Retro USB Firmware Update 0.1.8

Firmware version 0.1.8 is now available from the Retro USB page. This version adds several improvements:

0.1.8

  • Added support for ISO keyboards, commonly used outside the USA. This should fix the key mapping for the ^ or @ key (the key to the left of 1) and the key (the key to the right of the left shift). Mostly untested since I don’t have any ISO keyboards.
  • Keymap type can be cycled between ANSI, ISO, and JIS (currently non-functional) with the new help command Ctrl-Shift-Capslock-T
  • The keymap type is automatically set to ISO at startup if an Apple-brand ISO keyboard is detected (untested). If you have a non-Apple ISO keyboard, you’ll need to switch to ISO manually with Ctrl-Shift-Capslock-T.
  • Single-function USB devices are now prioritized over composite devices. Prevents a mouse with a keyboard macro feature from usurping the role of keyboard.
  • New help command shows the USB vid:pid or ADB handler ID of the keyboard and mouse: Ctrl-Shift-Capslock-I
  • Disabled HID report descriptor parser’s error check for report items with count = 0. Some real USB devices do this, like the Logitech RX 250 mouse.
  • Added 250ms delay at startup in ADB-to-USB mode, before attempting any external communication

If you have an ISO keyboard, and you’ve previously used Retro USB with firmware earlier than 0.1.8 on an OSX Mac, you’ll need to delete the OSX keyboard preferences to make it “forget” Retro USB. Delete the file /Library/Preferences/com.apple.keyboardtype.plist, then restart.
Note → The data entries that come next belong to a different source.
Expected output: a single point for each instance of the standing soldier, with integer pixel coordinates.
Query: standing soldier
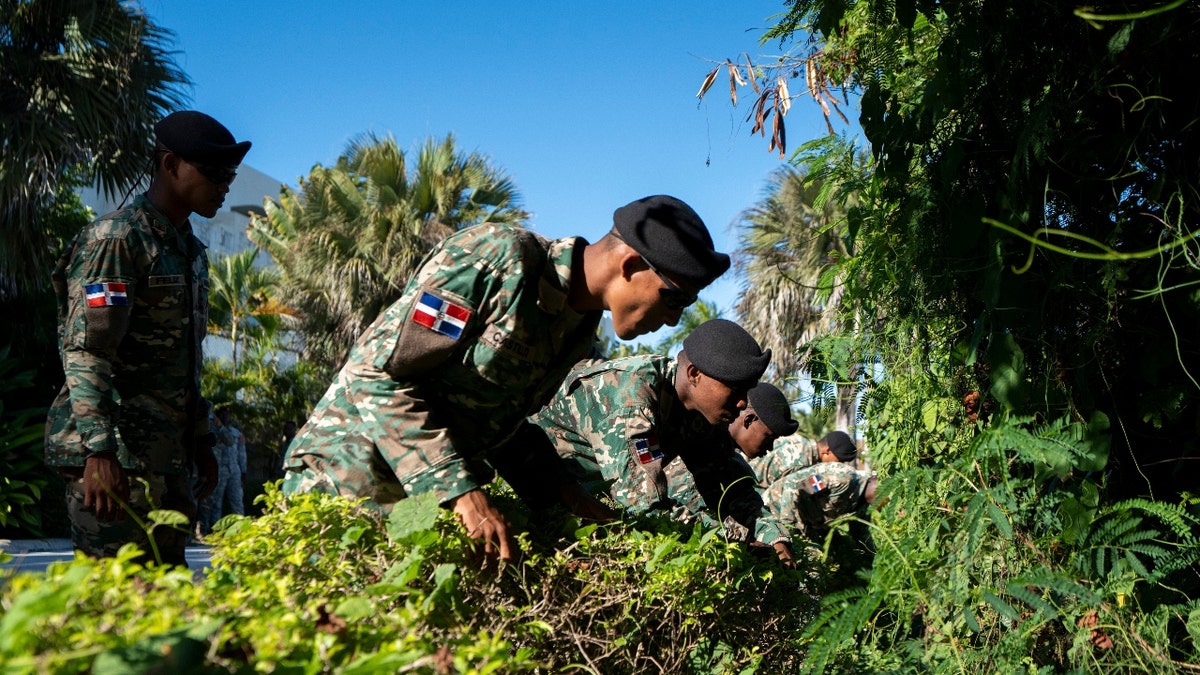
(618, 424)
(233, 466)
(213, 507)
(481, 336)
(132, 292)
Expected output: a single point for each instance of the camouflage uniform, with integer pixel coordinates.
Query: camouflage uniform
(227, 497)
(804, 493)
(618, 424)
(132, 293)
(480, 339)
(799, 490)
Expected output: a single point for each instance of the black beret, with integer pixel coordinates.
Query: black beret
(725, 351)
(670, 234)
(840, 444)
(771, 405)
(199, 138)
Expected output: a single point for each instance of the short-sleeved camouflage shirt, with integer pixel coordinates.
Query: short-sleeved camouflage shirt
(132, 292)
(797, 488)
(618, 424)
(480, 339)
(805, 493)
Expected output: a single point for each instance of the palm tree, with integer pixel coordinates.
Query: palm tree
(789, 255)
(348, 240)
(241, 299)
(82, 83)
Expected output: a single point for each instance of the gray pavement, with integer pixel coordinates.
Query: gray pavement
(34, 555)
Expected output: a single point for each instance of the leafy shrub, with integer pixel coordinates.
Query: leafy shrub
(21, 452)
(319, 585)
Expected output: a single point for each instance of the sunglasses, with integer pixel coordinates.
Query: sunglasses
(216, 175)
(673, 297)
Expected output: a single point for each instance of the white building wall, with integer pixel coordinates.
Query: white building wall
(225, 233)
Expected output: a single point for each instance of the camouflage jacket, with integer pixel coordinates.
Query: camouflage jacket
(801, 491)
(132, 293)
(618, 424)
(231, 452)
(479, 340)
(804, 493)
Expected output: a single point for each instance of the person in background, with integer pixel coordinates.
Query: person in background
(618, 424)
(808, 494)
(231, 451)
(213, 507)
(132, 293)
(436, 393)
(805, 484)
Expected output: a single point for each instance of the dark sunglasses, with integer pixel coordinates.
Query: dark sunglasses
(672, 296)
(216, 175)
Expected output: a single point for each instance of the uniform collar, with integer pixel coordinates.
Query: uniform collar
(160, 220)
(556, 276)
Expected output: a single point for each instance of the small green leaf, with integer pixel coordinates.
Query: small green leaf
(415, 514)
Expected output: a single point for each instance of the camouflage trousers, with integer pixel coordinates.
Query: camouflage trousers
(97, 538)
(226, 500)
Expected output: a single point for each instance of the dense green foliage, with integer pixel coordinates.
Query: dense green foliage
(1019, 310)
(317, 585)
(82, 83)
(21, 444)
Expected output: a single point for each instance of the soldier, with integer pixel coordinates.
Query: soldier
(132, 292)
(481, 336)
(618, 424)
(222, 448)
(766, 418)
(811, 494)
(805, 484)
(231, 453)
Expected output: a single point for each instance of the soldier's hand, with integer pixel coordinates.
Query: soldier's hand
(784, 554)
(583, 505)
(485, 523)
(106, 488)
(207, 471)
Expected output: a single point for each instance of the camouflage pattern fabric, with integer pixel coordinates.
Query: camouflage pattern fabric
(227, 497)
(618, 424)
(480, 339)
(132, 293)
(148, 491)
(816, 495)
(797, 488)
(787, 454)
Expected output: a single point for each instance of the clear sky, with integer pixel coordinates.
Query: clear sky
(586, 105)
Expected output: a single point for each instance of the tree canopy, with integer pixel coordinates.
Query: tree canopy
(82, 83)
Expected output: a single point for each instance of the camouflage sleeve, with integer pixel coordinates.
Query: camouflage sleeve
(814, 496)
(99, 291)
(729, 488)
(241, 452)
(447, 305)
(629, 457)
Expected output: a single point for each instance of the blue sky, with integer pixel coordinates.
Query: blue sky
(586, 105)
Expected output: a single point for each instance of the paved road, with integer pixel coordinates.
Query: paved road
(34, 555)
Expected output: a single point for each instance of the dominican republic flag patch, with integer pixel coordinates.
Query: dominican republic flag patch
(817, 483)
(109, 293)
(647, 449)
(441, 316)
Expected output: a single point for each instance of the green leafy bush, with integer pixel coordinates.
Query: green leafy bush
(21, 452)
(319, 585)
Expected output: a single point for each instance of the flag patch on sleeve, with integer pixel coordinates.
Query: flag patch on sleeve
(105, 294)
(817, 483)
(647, 449)
(441, 316)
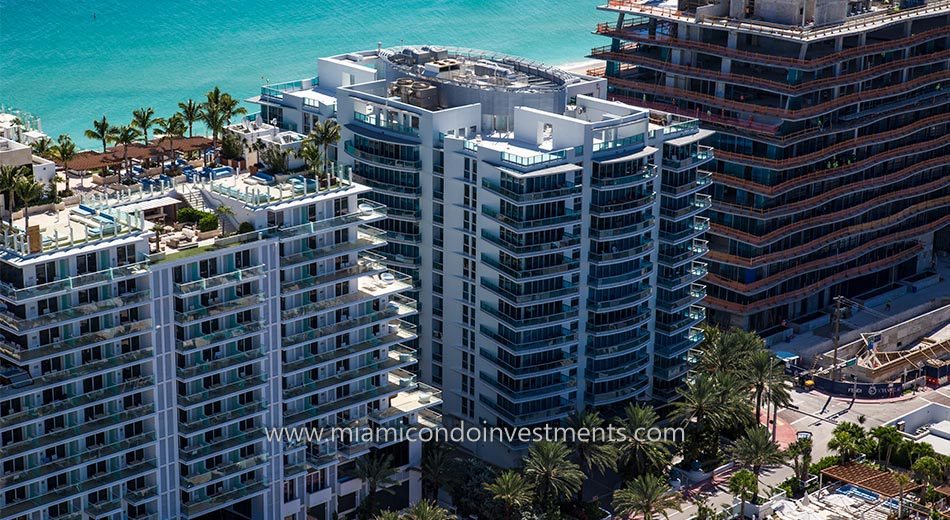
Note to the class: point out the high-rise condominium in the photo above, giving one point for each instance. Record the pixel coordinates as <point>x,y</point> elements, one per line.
<point>831,173</point>
<point>554,237</point>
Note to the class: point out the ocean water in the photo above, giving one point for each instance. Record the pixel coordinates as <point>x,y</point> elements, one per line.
<point>69,62</point>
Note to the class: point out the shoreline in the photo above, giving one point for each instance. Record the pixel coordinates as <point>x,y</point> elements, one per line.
<point>579,67</point>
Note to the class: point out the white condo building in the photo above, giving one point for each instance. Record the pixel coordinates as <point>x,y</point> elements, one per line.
<point>137,379</point>
<point>554,238</point>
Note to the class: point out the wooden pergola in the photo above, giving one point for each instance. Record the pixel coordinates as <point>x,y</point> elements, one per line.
<point>884,483</point>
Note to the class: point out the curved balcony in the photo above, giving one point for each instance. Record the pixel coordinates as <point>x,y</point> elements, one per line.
<point>379,160</point>
<point>814,288</point>
<point>631,54</point>
<point>623,207</point>
<point>797,114</point>
<point>629,33</point>
<point>617,255</point>
<point>564,191</point>
<point>568,241</point>
<point>849,213</point>
<point>804,249</point>
<point>829,195</point>
<point>606,282</point>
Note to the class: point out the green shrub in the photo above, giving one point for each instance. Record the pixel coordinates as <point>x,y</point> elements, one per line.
<point>208,222</point>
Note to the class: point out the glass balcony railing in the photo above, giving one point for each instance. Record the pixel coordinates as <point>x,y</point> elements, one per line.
<point>238,276</point>
<point>231,333</point>
<point>111,274</point>
<point>198,313</point>
<point>370,157</point>
<point>84,341</point>
<point>80,311</point>
<point>368,211</point>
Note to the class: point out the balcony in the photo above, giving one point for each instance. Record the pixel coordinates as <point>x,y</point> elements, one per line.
<point>520,224</point>
<point>113,420</point>
<point>112,274</point>
<point>567,241</point>
<point>396,332</point>
<point>701,156</point>
<point>196,312</point>
<point>87,456</point>
<point>243,491</point>
<point>626,346</point>
<point>566,339</point>
<point>189,399</point>
<point>222,280</point>
<point>563,385</point>
<point>641,176</point>
<point>380,160</point>
<point>558,365</point>
<point>367,263</point>
<point>564,190</point>
<point>368,288</point>
<point>85,310</point>
<point>516,297</point>
<point>365,239</point>
<point>566,267</point>
<point>566,313</point>
<point>192,426</point>
<point>377,121</point>
<point>617,255</point>
<point>639,295</point>
<point>84,341</point>
<point>79,488</point>
<point>623,206</point>
<point>232,333</point>
<point>623,231</point>
<point>223,471</point>
<point>368,211</point>
<point>226,360</point>
<point>83,399</point>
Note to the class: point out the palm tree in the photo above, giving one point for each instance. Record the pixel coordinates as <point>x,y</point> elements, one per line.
<point>171,129</point>
<point>29,192</point>
<point>744,485</point>
<point>553,475</point>
<point>887,437</point>
<point>766,375</point>
<point>435,466</point>
<point>643,454</point>
<point>327,134</point>
<point>648,495</point>
<point>377,472</point>
<point>512,490</point>
<point>65,151</point>
<point>800,454</point>
<point>101,131</point>
<point>126,135</point>
<point>312,156</point>
<point>143,119</point>
<point>426,510</point>
<point>756,450</point>
<point>589,452</point>
<point>902,481</point>
<point>43,147</point>
<point>190,112</point>
<point>9,180</point>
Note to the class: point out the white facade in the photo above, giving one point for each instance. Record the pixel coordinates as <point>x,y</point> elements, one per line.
<point>139,383</point>
<point>553,236</point>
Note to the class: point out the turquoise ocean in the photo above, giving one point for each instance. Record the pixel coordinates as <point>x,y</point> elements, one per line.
<point>71,61</point>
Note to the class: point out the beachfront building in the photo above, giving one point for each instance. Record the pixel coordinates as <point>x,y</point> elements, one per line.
<point>831,173</point>
<point>554,237</point>
<point>139,371</point>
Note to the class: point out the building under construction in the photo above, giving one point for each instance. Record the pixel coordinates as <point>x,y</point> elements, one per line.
<point>831,172</point>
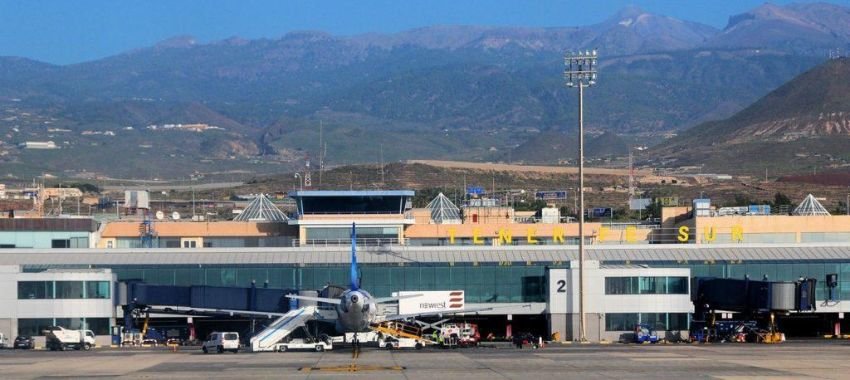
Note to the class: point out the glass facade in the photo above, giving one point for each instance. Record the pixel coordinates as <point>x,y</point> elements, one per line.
<point>487,282</point>
<point>646,285</point>
<point>344,233</point>
<point>35,290</point>
<point>482,283</point>
<point>656,321</point>
<point>63,289</point>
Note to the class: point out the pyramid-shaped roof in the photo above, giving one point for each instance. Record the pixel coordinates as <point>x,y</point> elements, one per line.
<point>261,209</point>
<point>443,211</point>
<point>810,206</point>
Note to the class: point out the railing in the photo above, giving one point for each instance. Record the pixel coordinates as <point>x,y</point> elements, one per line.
<point>361,242</point>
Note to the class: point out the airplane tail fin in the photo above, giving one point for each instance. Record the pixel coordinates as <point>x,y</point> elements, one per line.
<point>355,275</point>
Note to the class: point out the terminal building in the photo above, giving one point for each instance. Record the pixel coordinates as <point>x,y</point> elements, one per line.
<point>523,270</point>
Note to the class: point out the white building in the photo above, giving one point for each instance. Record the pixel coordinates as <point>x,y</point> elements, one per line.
<point>71,298</point>
<point>619,297</point>
<point>38,145</point>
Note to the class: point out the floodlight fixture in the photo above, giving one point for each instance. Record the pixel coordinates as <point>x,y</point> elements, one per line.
<point>580,72</point>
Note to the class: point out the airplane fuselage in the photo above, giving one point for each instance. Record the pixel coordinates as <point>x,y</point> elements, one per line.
<point>355,311</point>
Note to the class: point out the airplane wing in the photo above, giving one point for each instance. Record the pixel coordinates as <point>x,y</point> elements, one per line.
<point>391,299</point>
<point>335,301</point>
<point>211,312</point>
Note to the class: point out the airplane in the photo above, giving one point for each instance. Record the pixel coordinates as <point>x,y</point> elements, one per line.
<point>356,309</point>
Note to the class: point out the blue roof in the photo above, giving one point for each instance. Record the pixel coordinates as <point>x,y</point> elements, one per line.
<point>351,193</point>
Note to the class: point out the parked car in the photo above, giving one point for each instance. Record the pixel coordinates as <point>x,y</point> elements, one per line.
<point>222,341</point>
<point>24,342</point>
<point>522,339</point>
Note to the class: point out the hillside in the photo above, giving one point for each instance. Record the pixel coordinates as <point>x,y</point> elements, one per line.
<point>455,92</point>
<point>804,124</point>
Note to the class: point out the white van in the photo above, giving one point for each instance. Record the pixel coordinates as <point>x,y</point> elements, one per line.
<point>222,341</point>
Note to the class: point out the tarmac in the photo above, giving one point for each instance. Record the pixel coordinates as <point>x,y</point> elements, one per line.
<point>809,359</point>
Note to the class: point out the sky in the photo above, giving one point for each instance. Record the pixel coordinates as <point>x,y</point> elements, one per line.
<point>73,31</point>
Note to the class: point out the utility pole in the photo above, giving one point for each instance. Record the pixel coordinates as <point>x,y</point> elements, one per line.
<point>321,152</point>
<point>382,165</point>
<point>193,202</point>
<point>581,72</point>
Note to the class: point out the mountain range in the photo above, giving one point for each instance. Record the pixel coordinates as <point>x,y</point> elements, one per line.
<point>448,92</point>
<point>802,126</point>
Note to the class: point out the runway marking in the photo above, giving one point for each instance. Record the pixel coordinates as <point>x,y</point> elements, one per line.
<point>352,368</point>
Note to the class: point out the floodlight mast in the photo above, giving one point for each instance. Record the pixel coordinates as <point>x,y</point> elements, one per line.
<point>581,72</point>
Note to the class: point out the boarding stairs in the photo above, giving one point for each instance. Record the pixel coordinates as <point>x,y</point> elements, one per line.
<point>400,329</point>
<point>267,339</point>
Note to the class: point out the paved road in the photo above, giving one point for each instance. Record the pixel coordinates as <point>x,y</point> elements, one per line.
<point>728,361</point>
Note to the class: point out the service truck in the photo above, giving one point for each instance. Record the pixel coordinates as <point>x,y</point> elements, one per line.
<point>59,338</point>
If you don’t do this, your key mappings may be incorrect.

0.1.7

  • Permanently enables USB composite device support
  • Increases mouse speed by 20% in USB-to-ADB mode

Retro USB is an input converter for USB and ADB keyboards and mice. It works in two directions, connecting modern USB peripherals to a classic ADB-based Macintosh or Apple IIgs computer, or ADB peripherals to a USB-based computer running Windows, OSX, or Linux. The foreign keyboards and mice behave exactly like native peripherals, requiring no special software or drivers – just plug it in and go.